I wasn't immediately sold on Noah Bambauch as a director, as I found The Squid and The Whale excruciating, but I guess that was the point. Margot at the Wedding warmed me a little, but Greenberg sold me and also showed me Greta Gerwig for the first time, a natural, she shone beside Ben Stiller's bleak Greenberg. Gerwig really reminded me of Chloe Sevigny's character in Walt Stillman's brilliant, The last Days of Disco. So I wasn't surprised when she turned up as the lead in his first film in 13 years, Damsels in Distress! She is a light yet goofy presence on screen, a little off kilter yet earnest, her Lola in the fabulous anti-romance, Lola Versus is a testament to that.
But onto Frances Ha, Gerwig is Frances, a twenty something living in New York with her bestie, Sophie (played with awkward beauty by Mickey Sumner, daughter of one Gordon Sumner!). Frances is a dancer...sort of, desperately trying to make her way into a prestigious dance company with moderate results.
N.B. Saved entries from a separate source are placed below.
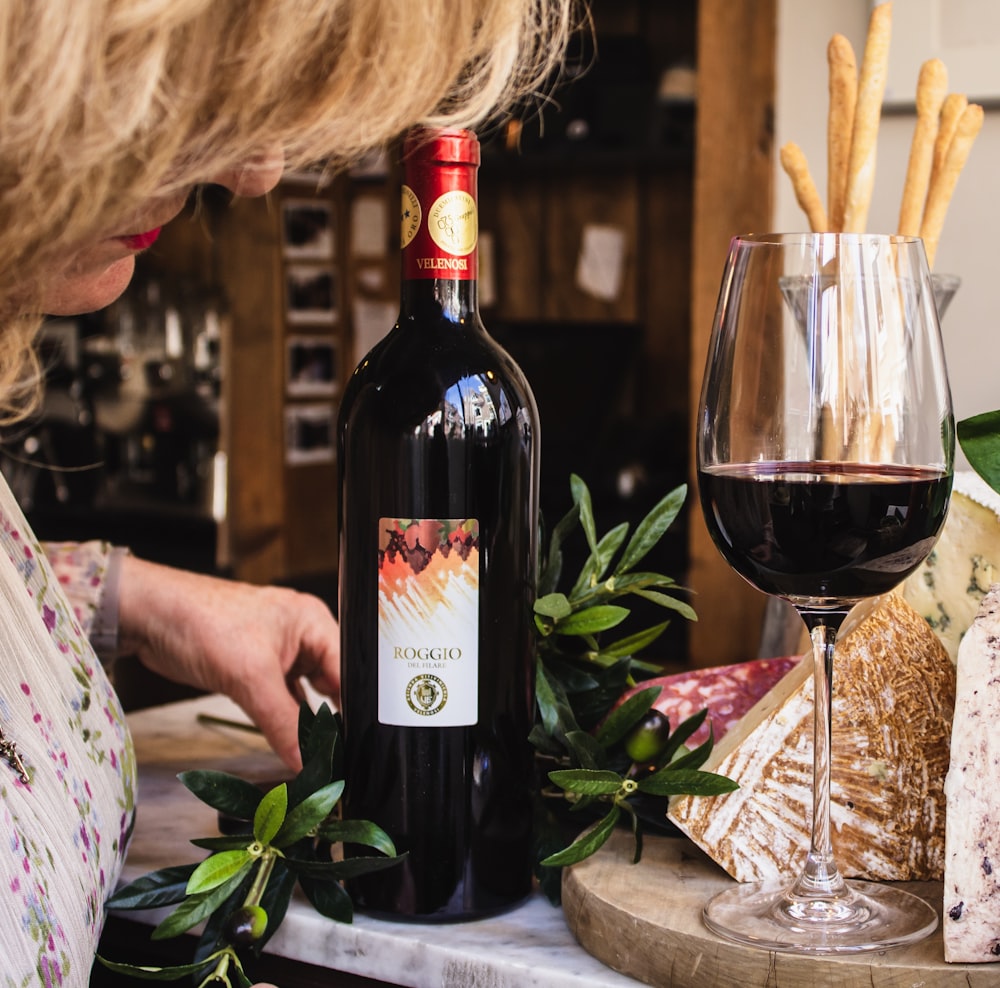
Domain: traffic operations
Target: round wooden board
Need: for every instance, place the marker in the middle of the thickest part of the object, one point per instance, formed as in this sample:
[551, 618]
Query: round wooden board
[645, 921]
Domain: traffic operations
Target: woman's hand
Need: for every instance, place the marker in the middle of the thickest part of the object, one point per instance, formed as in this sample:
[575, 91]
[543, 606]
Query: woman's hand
[251, 643]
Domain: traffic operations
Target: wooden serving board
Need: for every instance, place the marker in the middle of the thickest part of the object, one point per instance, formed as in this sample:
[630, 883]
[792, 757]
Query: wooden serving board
[645, 921]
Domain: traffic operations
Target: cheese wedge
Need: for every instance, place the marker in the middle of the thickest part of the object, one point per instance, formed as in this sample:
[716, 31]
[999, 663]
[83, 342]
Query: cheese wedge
[948, 587]
[971, 922]
[894, 691]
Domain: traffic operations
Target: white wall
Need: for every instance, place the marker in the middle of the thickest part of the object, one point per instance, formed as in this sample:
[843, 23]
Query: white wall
[970, 242]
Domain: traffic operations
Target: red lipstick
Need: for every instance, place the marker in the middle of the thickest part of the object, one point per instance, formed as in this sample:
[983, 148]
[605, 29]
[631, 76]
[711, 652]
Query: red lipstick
[140, 241]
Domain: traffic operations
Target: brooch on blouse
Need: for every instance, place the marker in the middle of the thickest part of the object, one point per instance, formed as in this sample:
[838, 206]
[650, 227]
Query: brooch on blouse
[10, 754]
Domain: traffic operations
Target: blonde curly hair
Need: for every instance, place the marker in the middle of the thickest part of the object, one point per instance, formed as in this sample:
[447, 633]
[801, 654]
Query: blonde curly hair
[109, 103]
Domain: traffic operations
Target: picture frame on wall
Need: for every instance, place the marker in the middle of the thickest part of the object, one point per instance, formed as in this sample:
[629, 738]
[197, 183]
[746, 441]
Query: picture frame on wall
[311, 294]
[312, 366]
[310, 433]
[307, 230]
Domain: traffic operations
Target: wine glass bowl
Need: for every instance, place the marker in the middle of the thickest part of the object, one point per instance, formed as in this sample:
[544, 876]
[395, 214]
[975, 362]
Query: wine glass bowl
[825, 447]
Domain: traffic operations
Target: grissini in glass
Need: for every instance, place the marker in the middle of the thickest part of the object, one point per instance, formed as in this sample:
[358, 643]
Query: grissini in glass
[825, 446]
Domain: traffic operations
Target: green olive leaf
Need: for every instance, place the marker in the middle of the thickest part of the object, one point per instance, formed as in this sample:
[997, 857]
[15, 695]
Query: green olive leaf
[308, 815]
[144, 973]
[328, 899]
[358, 832]
[634, 643]
[587, 782]
[595, 567]
[587, 843]
[165, 887]
[671, 603]
[650, 530]
[195, 908]
[554, 605]
[979, 437]
[687, 782]
[224, 792]
[592, 620]
[270, 814]
[218, 869]
[683, 731]
[581, 498]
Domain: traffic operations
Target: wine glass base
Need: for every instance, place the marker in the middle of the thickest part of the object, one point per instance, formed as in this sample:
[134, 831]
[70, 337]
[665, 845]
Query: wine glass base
[869, 916]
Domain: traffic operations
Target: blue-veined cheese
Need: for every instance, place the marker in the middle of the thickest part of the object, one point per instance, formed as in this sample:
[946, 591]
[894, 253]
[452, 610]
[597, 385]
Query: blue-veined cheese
[894, 689]
[971, 924]
[948, 587]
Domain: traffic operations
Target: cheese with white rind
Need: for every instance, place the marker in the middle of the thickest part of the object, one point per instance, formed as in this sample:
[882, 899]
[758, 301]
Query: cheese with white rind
[949, 585]
[894, 688]
[971, 921]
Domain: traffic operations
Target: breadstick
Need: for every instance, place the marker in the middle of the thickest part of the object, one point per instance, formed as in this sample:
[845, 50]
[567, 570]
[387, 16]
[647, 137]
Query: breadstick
[939, 195]
[840, 122]
[864, 138]
[952, 108]
[797, 168]
[932, 87]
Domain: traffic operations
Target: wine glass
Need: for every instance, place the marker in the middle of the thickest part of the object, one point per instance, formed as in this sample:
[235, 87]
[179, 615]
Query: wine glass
[825, 447]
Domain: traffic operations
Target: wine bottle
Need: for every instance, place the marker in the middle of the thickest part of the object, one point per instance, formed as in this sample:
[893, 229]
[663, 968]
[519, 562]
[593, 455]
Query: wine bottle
[438, 446]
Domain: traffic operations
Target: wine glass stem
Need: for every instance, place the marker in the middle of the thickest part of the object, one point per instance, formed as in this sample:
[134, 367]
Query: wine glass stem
[820, 878]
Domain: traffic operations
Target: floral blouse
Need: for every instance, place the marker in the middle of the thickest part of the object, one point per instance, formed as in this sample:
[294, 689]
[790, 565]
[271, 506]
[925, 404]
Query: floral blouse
[66, 828]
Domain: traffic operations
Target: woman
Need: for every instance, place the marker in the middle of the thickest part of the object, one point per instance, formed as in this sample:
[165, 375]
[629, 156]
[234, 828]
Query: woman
[112, 112]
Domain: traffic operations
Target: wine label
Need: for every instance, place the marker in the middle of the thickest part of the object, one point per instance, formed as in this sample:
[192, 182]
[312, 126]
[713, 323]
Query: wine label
[439, 223]
[428, 622]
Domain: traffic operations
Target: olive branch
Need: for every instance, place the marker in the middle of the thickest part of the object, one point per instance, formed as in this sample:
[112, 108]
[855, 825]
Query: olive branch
[242, 889]
[626, 762]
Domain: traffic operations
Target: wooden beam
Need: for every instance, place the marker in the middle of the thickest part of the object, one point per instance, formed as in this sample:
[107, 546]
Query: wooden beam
[733, 194]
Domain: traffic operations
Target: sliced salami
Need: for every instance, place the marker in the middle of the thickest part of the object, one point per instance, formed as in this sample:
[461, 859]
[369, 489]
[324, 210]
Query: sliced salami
[727, 691]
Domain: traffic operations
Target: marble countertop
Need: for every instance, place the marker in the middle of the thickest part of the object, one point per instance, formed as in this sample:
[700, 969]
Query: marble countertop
[526, 947]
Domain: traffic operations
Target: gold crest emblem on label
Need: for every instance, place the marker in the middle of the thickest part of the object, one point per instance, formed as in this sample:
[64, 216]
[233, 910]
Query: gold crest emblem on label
[409, 217]
[453, 224]
[426, 695]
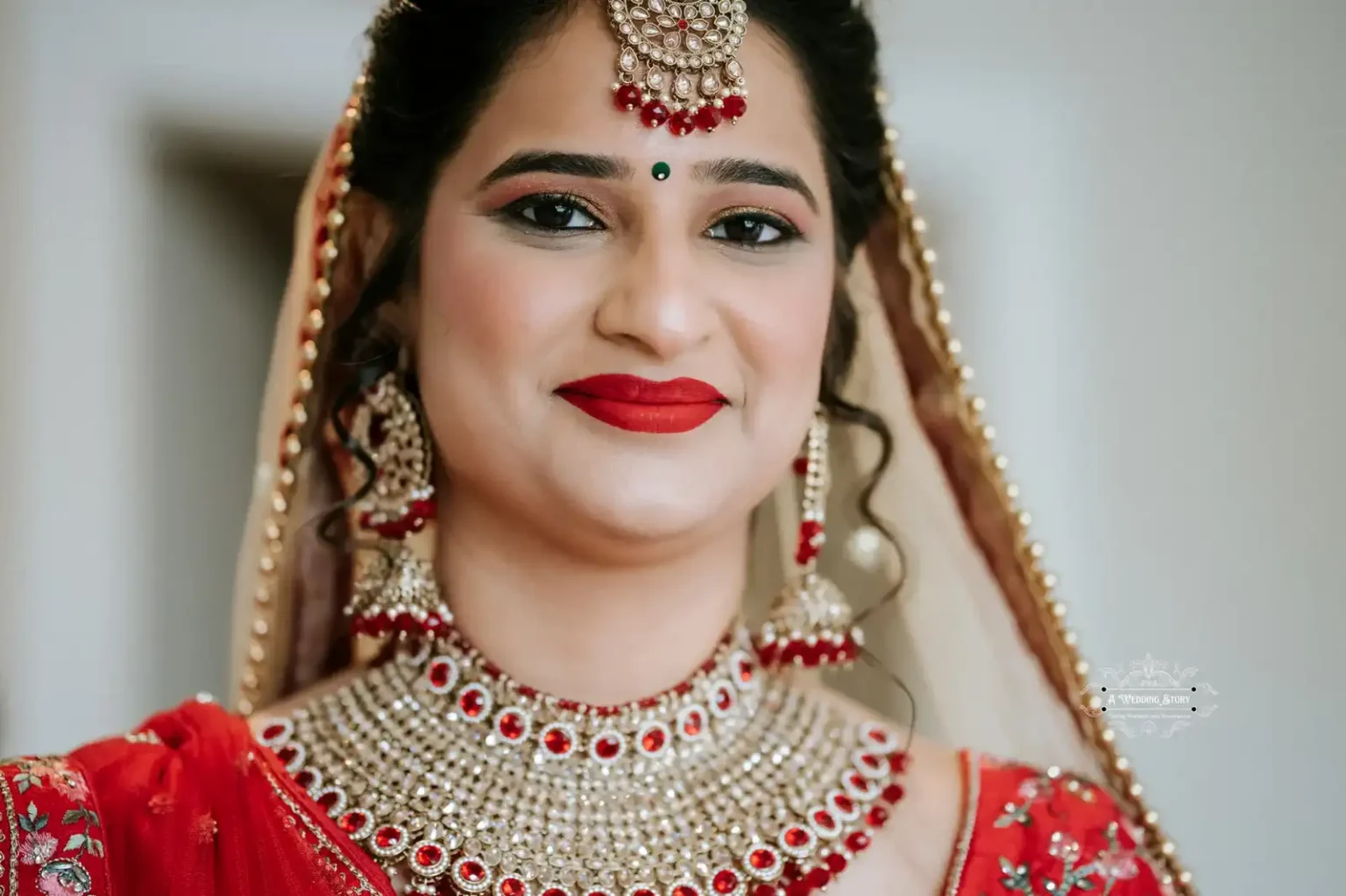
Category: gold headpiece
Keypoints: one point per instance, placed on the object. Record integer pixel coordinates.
(677, 62)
When Sophie announces she is moving to a funkier part of New York that Frances can't afford, Frances is left homeless and bereft. Her love of Sophie is supreme and without her best friend in almost every moment of her life, she is shattered. Frances moves from place to place, trying to find her own place in this big city and make her way as a dancer. Yes, there are shades of Girls and Hannah Horvath here, especially when Adam Driver turns up in the mid section of the film.
Frances is big on the dreams, but possibly less on the ability, but she just doesn't seem to know or care, and that is what makes this film just wonderful. Frances is a dreamer, and just keeps on blundering through regardless. Her ability to pick herself up again and again after each wrong turn or disappointment, and her tenacity to do it with heart and a skip in her step, made my own heart soar.
The black and white cinematography adds to the charm of this film, so much so you simply forget there is no colour. I am unsure why Bambauch did this, possibly a homage to Woody Allen's Manhattan, and New York (and Paris) certainly look great in black and white. And then there's the soundtrack, a fabulous mix of classical and instrumental alongside poppy hits such as David Bowie's Modern Love, Hot Chocolate's Every 1's a winner and The Rolling Stones's Rocks Off...yes there was much dancing in our seats!
But it's Gerwig's clumsy sweetness that shines through, along with a great back drop of New York (and Paris) and a large supporting cast of small parts, and makes this the feel good movie of the year. It's feel good without being soppy or silly. It's funny without being bawdy or ridiculous. It's sublime and joyous! Movies like this are indeed a rarity, go now and see this gem, you won't be sorry. But be warned, you will fall in love with Frances and indeed Greta Gerwig herself.